Expert Insights and Regulatory Perspectives
At the FDA panel, Dr. Josef Witt-Doerring, a psychiatrist and former FDA medical officer, criticized inconsistent labeling of SSRI risks. He suggested that “QR codes on prescription bottles linking to FDA-approved risk summaries” could empower patients with better information. Many panelists agreed that transparency and improved patient education are sorely needed.
Dr. Urato concluded, “Never before in human history have we chemically altered developing babies like this… without any real public warning.” The panel did not reach a consensus on new regulatory actions but urged the FDA to consider enhanced labeling, more accessible educational materials, and expanded access to nonpharmacologic treatments.
Conclusion
The FDA’s recent panel on SSRIs and pregnancy underscores the complexity and urgency of this issue. While SSRIs can be life-saving for some women, their use in pregnancy must be carefully weighed against potential risks to both mother and child. The path forward is not about a one-size-fits-all answer, but about transparent, evidence-based conversations—between patients and their care teams, and within the wider medical community. As research continues to evolve, so must our approach to managing depression and anxiety in pregnancy, combining empathy, science, and informed choice.
References
1. Huybrechts KF, et al. Antidepressant Use in Pregnancy and the Risk of Cardiac Defects. N Engl J Med. 2014;370:2397-2407.

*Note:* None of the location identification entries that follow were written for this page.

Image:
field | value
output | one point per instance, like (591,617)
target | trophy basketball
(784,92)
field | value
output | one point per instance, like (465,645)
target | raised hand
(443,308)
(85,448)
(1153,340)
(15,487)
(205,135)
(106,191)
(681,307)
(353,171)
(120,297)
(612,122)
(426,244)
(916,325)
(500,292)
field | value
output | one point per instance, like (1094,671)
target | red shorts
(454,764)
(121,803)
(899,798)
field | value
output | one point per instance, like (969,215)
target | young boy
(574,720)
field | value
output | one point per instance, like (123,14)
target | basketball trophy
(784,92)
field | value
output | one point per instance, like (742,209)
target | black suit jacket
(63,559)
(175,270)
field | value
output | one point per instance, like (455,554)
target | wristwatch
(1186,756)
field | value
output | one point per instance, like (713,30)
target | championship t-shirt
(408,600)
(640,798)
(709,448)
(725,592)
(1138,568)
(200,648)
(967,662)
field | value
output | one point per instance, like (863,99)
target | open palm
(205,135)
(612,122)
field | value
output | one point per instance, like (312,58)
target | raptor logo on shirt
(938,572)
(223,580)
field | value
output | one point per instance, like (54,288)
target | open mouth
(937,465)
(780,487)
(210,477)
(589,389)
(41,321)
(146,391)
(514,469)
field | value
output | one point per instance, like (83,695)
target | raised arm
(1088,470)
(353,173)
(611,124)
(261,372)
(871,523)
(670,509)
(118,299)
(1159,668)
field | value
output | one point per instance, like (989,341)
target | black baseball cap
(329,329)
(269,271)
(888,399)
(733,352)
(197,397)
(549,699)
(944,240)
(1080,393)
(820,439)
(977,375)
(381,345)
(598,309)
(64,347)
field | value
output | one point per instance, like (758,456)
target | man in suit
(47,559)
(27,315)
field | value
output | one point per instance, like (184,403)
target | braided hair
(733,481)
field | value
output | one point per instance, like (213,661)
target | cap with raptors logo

2. Grigoriadis S, et al. Prenatal exposure to antidepressants and persistent pulmonary hypertension of the newborn: systematic review and meta-analysis. JAMA. 2014;311(6):594–606.
3. Brown HK, et al. Association Between Antidepressant Use During Pregnancy and Autism Spectrum Disorder in Children. JAMA. 2017;317(15):1544–1552.
4. FDA. FDA Expert Panel on Selective Serotonin Reuptake Inhibitors (SSRIs) and Pregnancy. FDA July 21, 2025. Accessed July 21, 2025. https://www.youtube.com/watch?v=2Nha1Zh63SA
5. American College of Obstetricians and Gynecologists. Use of psychiatric medications during pregnancy and lactation. Obstet Gynecol. 2018;132:e208–e224.
6. Yonkers KA, et al. Management of depression during pregnancy. Obstet Gynecol. 2009;114(5):1181–1188.